WASHINGTON – Prisoners’ rights to confidential communication with their attorneys includes the right to watch jailers open some mail in front of them to make sure it’s not being read, a federal appeals court ruled Friday.
A three-judge panel of the 9th U.S. Circuit Court of Appeals said a lower court was wrong to dismiss Nick Mangiaracina’s lawsuit that charged Maricopa County officials with opening his case-related mail outside his presence.
Attorneys for the county did not immediately return requests for comment or declined comment on the case. But an official with the Prison Law Office in Berkeley, California, welcomed the ruling, which he said sets an important standard.
“Jails and prisons now have to make sure that when a correctional officer is opening legal mail, they have to do it in front of the prisoner to make sure that the mail is not read,” said Don Specter, executive director of the Prison Law Office.
“In prison, often the only way for prisoners to communicate confidentially with their lawyers is by mail, so that’s why it was such an important ruling,” he said.
Mangiaracina had seven criminal cases pending while he was being held in Maricopa County’s Fourth Avenue Jail. But he said he feared he could not privately discuss those cases with his attorney because his mail was being opened.
He said his “right to confidentiality and privacy was violated” and sued for violations of his First and Sixth Amendment rights.
While guards can open mail to look for contraband, the Maricopa County jail has a stated policy that it will only open mail related to legal matters in the presence of the inmate receiving the mail.
Mangiaracina’s suit cited nine separate instances from 2011 to 2013 in which he said his mail was delivered to him taped or stapled closed after being opened somewhere between its delivery to the prison mail room and his cell. In at least two of the instances, he filed grievances with the prison, complaining that his mail had been opened when he was not present.
The opinion by Circuit Judge Richard A. Paez said Mangiaracina was told by jail officials that the mailroom keeps track of any mail that is opened or damaged when it arrives, and all of his mail was sealed upon arrival.
There was no explanation as to how or why Mangiaracina’s mail was opened between its receipt at the jail and delivery to him. But Mangiaracina said one officer told him that guards could open any mail without notifying the prisoners, that opening mail from attorneys in front of the prisoners was a courtesy, not a requirement.
But the appeals court panel cited other circuits that said confidential communication between prisoners and attorneys is an “integral component of the judicial process.” The court said there are no security reasons to prevent a prisoner from being there when the mail is inspected to ensure that his mail is not being read.
Circuit Judge Jay S. Bybee said in a concurrence that he agreed with the panel’s finding that prisoners have that right to be present when mail from their attorneys is opened. But he wanted to make clear that for a lawsuit to be brought, the actions by prison officials must be “intentional, not merely negligent, acts depriving a party of his constitutional rights.”

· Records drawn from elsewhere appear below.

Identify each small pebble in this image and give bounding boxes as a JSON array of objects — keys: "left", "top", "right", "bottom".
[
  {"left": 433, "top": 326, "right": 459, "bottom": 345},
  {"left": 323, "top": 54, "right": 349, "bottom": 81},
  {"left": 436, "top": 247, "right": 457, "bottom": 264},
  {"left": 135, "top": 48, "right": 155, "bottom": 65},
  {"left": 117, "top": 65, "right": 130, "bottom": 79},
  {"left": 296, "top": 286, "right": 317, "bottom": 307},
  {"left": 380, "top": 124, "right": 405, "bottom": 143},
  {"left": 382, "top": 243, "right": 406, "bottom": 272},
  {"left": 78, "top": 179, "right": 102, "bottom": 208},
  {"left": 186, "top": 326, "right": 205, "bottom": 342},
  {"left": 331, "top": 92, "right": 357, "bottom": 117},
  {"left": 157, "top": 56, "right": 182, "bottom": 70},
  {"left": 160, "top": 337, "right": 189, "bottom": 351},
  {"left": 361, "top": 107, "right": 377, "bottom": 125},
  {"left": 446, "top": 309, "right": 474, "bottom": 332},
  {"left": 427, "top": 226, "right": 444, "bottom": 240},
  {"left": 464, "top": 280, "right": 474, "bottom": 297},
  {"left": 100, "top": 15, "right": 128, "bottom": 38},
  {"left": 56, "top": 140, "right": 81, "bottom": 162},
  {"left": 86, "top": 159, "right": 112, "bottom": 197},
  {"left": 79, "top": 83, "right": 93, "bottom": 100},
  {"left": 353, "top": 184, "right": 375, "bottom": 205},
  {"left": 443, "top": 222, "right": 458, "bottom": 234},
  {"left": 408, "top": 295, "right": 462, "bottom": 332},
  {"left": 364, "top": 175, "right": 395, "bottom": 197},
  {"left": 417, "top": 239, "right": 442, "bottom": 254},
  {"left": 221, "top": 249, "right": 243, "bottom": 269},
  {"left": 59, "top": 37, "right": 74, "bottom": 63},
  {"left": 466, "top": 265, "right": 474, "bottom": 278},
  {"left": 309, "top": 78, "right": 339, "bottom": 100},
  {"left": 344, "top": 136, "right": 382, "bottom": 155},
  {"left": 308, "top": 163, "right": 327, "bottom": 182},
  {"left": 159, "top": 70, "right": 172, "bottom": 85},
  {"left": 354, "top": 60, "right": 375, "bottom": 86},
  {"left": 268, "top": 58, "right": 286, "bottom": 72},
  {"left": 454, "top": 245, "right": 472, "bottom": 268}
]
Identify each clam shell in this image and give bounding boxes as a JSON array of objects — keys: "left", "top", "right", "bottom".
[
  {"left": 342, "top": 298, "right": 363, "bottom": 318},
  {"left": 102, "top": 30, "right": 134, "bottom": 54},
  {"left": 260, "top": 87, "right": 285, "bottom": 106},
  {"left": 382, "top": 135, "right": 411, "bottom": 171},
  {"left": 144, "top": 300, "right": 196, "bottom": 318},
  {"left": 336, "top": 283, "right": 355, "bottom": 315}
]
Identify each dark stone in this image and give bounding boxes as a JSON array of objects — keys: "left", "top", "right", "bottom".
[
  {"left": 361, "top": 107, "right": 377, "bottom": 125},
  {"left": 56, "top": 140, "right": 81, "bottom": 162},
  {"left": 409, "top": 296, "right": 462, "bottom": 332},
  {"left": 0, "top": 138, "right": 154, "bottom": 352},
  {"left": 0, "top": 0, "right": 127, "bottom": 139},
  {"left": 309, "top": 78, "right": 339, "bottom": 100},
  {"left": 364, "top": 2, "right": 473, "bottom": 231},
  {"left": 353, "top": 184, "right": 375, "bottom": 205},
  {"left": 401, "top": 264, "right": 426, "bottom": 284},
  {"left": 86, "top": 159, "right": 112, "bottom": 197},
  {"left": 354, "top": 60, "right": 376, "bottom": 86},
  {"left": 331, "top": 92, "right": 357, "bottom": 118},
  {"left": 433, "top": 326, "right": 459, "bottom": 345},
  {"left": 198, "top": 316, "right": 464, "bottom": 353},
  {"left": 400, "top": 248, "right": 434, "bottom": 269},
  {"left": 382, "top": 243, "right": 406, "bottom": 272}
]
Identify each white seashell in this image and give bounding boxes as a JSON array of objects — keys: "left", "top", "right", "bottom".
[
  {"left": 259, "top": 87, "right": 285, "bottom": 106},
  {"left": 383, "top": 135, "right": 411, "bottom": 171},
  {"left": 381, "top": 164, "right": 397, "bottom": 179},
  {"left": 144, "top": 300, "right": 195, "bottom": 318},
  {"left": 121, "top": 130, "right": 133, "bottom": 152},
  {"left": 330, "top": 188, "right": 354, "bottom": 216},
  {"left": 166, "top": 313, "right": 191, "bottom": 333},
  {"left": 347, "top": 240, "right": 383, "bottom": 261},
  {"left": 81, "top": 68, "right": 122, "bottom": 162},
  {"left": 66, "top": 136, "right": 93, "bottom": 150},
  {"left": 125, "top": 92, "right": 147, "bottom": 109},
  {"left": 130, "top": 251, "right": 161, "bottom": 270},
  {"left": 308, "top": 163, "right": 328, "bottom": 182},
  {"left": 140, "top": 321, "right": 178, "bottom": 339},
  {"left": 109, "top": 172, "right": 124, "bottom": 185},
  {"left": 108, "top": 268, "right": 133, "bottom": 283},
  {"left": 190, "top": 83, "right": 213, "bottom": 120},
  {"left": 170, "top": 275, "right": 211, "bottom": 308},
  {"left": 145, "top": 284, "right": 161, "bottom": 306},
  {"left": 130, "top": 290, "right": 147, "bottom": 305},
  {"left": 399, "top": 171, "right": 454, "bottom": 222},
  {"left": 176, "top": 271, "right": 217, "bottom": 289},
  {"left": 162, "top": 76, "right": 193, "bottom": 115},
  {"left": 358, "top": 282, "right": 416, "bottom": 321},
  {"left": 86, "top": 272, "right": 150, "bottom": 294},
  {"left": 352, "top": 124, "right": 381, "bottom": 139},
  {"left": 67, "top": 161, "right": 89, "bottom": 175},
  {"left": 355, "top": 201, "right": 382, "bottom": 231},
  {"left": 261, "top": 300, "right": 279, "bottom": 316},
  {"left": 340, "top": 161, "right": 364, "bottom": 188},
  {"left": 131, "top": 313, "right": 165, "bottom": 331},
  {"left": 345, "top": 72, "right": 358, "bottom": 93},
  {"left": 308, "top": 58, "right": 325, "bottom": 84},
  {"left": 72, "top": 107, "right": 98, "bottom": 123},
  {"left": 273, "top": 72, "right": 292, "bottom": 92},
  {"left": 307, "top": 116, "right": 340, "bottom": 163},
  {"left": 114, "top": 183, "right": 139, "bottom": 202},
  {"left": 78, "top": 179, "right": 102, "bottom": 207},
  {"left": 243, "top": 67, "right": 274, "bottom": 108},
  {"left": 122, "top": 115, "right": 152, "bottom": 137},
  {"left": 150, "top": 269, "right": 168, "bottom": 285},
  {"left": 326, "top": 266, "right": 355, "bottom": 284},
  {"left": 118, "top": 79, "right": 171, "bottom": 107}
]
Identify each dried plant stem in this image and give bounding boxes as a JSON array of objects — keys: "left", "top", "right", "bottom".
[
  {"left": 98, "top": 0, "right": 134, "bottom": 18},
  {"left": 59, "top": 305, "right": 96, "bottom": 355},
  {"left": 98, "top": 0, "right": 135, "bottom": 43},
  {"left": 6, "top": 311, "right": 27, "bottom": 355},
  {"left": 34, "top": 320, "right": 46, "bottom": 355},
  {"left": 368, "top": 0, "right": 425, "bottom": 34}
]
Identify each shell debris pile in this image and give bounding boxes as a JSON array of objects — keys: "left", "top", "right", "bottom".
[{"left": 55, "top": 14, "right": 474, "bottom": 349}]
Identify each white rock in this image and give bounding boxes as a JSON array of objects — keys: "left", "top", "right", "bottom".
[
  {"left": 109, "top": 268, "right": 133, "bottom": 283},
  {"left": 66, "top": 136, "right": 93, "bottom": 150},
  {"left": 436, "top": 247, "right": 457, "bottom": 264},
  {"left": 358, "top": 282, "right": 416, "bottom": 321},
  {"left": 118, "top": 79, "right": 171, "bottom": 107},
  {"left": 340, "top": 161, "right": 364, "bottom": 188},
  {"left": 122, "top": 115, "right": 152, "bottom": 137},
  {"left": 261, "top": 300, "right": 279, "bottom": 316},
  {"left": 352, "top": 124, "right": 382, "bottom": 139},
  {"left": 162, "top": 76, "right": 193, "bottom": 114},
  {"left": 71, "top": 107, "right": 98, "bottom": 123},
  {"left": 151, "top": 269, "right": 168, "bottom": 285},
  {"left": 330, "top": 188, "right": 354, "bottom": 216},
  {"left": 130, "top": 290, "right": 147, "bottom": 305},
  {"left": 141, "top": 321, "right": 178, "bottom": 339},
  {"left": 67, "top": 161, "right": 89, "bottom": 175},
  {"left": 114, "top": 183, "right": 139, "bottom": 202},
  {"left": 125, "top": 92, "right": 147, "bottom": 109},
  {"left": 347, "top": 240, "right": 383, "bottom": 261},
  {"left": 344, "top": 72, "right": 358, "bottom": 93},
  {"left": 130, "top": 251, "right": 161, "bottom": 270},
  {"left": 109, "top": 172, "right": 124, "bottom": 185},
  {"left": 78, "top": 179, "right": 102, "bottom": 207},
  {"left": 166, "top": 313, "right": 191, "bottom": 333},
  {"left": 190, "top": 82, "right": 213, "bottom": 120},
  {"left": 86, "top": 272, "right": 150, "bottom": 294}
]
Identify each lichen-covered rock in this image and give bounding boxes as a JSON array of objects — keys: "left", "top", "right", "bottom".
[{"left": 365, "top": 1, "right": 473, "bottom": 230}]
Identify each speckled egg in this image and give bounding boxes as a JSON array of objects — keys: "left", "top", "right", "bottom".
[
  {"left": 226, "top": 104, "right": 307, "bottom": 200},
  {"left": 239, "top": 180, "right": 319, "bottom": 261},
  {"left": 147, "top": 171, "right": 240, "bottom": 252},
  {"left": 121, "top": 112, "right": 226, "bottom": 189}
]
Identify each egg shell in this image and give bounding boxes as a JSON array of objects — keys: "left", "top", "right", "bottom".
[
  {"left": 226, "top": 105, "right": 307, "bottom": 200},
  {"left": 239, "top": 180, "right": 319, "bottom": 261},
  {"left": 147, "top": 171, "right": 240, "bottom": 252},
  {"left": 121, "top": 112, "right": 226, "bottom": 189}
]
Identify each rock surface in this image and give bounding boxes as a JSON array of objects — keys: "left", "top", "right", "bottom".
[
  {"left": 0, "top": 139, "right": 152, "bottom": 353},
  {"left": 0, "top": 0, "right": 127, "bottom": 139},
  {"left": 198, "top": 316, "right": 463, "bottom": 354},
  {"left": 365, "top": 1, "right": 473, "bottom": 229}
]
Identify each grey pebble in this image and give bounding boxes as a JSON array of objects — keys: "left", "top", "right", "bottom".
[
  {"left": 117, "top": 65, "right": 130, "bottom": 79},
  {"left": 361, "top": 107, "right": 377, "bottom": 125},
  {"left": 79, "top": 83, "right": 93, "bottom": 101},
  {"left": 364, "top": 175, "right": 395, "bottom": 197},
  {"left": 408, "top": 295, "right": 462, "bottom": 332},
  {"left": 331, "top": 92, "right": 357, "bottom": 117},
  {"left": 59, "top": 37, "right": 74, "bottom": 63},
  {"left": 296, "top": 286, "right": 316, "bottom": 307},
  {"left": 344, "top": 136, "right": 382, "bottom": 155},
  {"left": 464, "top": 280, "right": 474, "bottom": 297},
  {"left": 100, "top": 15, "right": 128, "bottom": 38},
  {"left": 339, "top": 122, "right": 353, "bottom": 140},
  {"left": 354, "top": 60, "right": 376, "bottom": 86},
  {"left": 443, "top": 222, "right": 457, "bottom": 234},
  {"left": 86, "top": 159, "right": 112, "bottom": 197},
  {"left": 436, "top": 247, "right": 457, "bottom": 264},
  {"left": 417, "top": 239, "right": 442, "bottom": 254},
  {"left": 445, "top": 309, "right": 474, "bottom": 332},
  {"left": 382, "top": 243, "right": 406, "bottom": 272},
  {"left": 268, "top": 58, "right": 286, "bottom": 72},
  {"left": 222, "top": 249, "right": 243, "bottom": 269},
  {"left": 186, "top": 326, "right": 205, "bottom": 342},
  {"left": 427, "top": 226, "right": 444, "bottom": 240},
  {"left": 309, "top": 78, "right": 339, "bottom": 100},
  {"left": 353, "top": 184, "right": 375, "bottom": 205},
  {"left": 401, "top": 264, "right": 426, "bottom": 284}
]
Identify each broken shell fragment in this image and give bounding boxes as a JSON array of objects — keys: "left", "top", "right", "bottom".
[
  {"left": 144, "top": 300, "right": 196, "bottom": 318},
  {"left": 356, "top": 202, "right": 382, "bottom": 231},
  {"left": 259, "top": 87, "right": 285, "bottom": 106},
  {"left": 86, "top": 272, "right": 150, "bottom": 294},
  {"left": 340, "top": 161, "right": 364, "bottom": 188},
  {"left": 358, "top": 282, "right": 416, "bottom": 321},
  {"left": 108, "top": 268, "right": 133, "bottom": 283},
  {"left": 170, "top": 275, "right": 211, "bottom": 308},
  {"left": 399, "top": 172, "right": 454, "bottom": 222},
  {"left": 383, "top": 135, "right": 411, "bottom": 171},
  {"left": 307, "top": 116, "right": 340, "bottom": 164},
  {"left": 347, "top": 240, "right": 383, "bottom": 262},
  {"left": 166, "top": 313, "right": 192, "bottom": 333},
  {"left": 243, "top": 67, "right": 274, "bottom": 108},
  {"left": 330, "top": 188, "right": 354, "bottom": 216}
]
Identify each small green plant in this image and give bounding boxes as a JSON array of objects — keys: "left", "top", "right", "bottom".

Mangiaracina has not shown that the mail opening was intentional, but his case should be allowed to go forward, Bybee said. “He may or may not be able to prove his claim, but he has said just enough to get the opportunity,” he wrote.
Harry Williams, Mangiaracina’s attorney, said he was excited about the opinion because it has clarified a legal principle never before decided by the circuit, clarifying the issue for future cases.
“It establishes an important right,” Williams said. “That a prisoner must be able to communicate with their attorney without the government listening in, and that the government will face consequences if it tries to interrupt those communications.”